Tante fotografie, firmate dalla giovane Agnese Moreni andata a Lampedusa per curiosità, per dare una mano, per dare vita a questo reportage dei ricordi.
Nelle foto, oggetti rinvenuti nei barconi che si infrangono sulle coste siciliane. Ma non sono solo oggetti perduti, sono parte della vita quotidiana di centinaia, migliaia di persone che hanno attraversato il mediterraneo su barconi di fortuna verso il miraggio di una vita migliore.
Oggetti e ricordi raccolti e conservati dai volontari dell’associazione culturale Askavusa di Lampedusa, che hanno fondato un Museo delle migrazioni e che riportano alla luce la dimensione umana del fenomeno: troppo spesso, infatti, si tende a dimenticare che i migranti sono prima di tutto persone, che decidono di affrontare un viaggio in condizioni proibitive con i loro sogni, le loro speranze e le loro aspettative e si riduce tutto ad una serie di numeri.

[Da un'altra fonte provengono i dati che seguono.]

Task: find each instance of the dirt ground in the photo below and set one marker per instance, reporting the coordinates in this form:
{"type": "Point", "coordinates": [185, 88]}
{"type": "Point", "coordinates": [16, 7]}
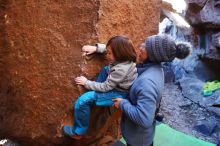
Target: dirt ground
{"type": "Point", "coordinates": [181, 114]}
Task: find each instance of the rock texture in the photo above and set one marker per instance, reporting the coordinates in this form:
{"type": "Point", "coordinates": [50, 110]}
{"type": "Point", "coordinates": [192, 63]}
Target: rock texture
{"type": "Point", "coordinates": [203, 12]}
{"type": "Point", "coordinates": [40, 54]}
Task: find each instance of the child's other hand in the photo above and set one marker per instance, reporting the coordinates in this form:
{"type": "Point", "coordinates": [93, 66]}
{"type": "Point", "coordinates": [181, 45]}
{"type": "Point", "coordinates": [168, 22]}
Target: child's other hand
{"type": "Point", "coordinates": [87, 49]}
{"type": "Point", "coordinates": [117, 102]}
{"type": "Point", "coordinates": [81, 80]}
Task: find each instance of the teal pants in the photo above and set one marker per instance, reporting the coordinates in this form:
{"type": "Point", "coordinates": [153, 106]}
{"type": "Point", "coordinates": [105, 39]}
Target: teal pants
{"type": "Point", "coordinates": [83, 104]}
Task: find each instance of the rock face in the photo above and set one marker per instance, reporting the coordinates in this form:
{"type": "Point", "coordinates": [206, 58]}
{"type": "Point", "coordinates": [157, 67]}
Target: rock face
{"type": "Point", "coordinates": [203, 12]}
{"type": "Point", "coordinates": [41, 54]}
{"type": "Point", "coordinates": [204, 16]}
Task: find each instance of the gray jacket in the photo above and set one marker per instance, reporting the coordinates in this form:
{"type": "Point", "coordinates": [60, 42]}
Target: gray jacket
{"type": "Point", "coordinates": [138, 124]}
{"type": "Point", "coordinates": [121, 76]}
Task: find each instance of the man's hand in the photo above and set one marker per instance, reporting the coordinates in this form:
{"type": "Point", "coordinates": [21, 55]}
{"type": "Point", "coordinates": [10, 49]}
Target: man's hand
{"type": "Point", "coordinates": [117, 102]}
{"type": "Point", "coordinates": [87, 49]}
{"type": "Point", "coordinates": [81, 80]}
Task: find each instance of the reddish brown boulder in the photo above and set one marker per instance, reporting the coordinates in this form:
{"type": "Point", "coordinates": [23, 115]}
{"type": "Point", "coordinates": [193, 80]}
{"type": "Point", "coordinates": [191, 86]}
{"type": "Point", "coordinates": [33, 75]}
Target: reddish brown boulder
{"type": "Point", "coordinates": [41, 54]}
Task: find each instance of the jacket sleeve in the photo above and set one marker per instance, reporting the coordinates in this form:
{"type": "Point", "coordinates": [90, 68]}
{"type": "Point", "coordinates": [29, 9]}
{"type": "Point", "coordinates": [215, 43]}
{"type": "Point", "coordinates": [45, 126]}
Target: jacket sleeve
{"type": "Point", "coordinates": [101, 48]}
{"type": "Point", "coordinates": [143, 112]}
{"type": "Point", "coordinates": [113, 79]}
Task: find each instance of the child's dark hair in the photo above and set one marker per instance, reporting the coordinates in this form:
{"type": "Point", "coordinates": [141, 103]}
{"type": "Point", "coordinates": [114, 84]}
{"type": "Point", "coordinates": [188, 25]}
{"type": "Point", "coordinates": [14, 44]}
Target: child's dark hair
{"type": "Point", "coordinates": [122, 49]}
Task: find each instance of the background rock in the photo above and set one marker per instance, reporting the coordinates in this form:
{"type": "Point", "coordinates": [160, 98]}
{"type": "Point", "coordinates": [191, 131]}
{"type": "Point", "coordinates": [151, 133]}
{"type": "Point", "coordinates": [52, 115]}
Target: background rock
{"type": "Point", "coordinates": [41, 54]}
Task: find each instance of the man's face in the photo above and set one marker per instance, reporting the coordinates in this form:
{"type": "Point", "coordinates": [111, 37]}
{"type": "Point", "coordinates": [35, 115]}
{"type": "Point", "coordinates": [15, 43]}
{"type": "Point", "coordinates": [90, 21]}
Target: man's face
{"type": "Point", "coordinates": [142, 54]}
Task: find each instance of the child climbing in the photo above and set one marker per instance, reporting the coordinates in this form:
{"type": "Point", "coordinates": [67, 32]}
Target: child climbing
{"type": "Point", "coordinates": [114, 81]}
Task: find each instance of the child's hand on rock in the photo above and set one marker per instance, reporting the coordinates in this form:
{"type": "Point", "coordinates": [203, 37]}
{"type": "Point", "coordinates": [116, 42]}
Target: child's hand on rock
{"type": "Point", "coordinates": [81, 80]}
{"type": "Point", "coordinates": [117, 102]}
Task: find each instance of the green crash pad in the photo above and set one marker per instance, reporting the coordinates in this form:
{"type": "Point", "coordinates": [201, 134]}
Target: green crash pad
{"type": "Point", "coordinates": [166, 136]}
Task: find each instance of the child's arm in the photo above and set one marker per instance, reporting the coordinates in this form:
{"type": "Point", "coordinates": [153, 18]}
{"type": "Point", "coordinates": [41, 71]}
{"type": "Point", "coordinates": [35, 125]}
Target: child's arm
{"type": "Point", "coordinates": [111, 82]}
{"type": "Point", "coordinates": [99, 48]}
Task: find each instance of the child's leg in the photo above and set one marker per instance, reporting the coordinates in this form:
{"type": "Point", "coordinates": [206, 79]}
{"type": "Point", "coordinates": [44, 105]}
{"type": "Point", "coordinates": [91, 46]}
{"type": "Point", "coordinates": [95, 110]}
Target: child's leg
{"type": "Point", "coordinates": [103, 75]}
{"type": "Point", "coordinates": [105, 98]}
{"type": "Point", "coordinates": [82, 112]}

Il Ministero dell’Interno e l’ISTAT ci forniscono dei dati precisi per stimare l’entità dei flussi migratori: sappiamo quante persone arrivano ogni anno e da che nazione provengono, dove sbarcano e quando sbarcano, tutto con matematica precisione. Anche di fronte a tragedie come quella dello scorso 3 ottobre sono i numeri a farla da padrone. Siamo stati aggiornati tempestivamente sul numero delle vittime, sul suo continuo accrescersi, fino ad arrivare a più di 360 morti, nonché sul numero delle persone che sono state salvate: più di 150.
È attraverso questi dati che il fenomeno della migrazione dei popoli dall’Africa all’Italia viene analizzato e considerato in tutta la sua grandezza e problematicità: statistiche ed elenchi.
In questo modo si perde inevitabilmente di vista il fatto che dietro ciascuna casella riempita c’è un essere umano con una storia alle spalle, una storia che forse nessuno saprà mai.
È proprio questo l’obiettivo dell’Associazione Askavusa: offrirci una testimonianza da custodire a memoria futura di queste tragiche realtà personali, anche al fine di promuovere l’antirazzismo.
Infatti conservare un oggetto caro ad una persona che ha dovuto abbandonarlo è un po’ come tenere in vita le speranze e i sogni di ignoti le cui orme sono state cancellate.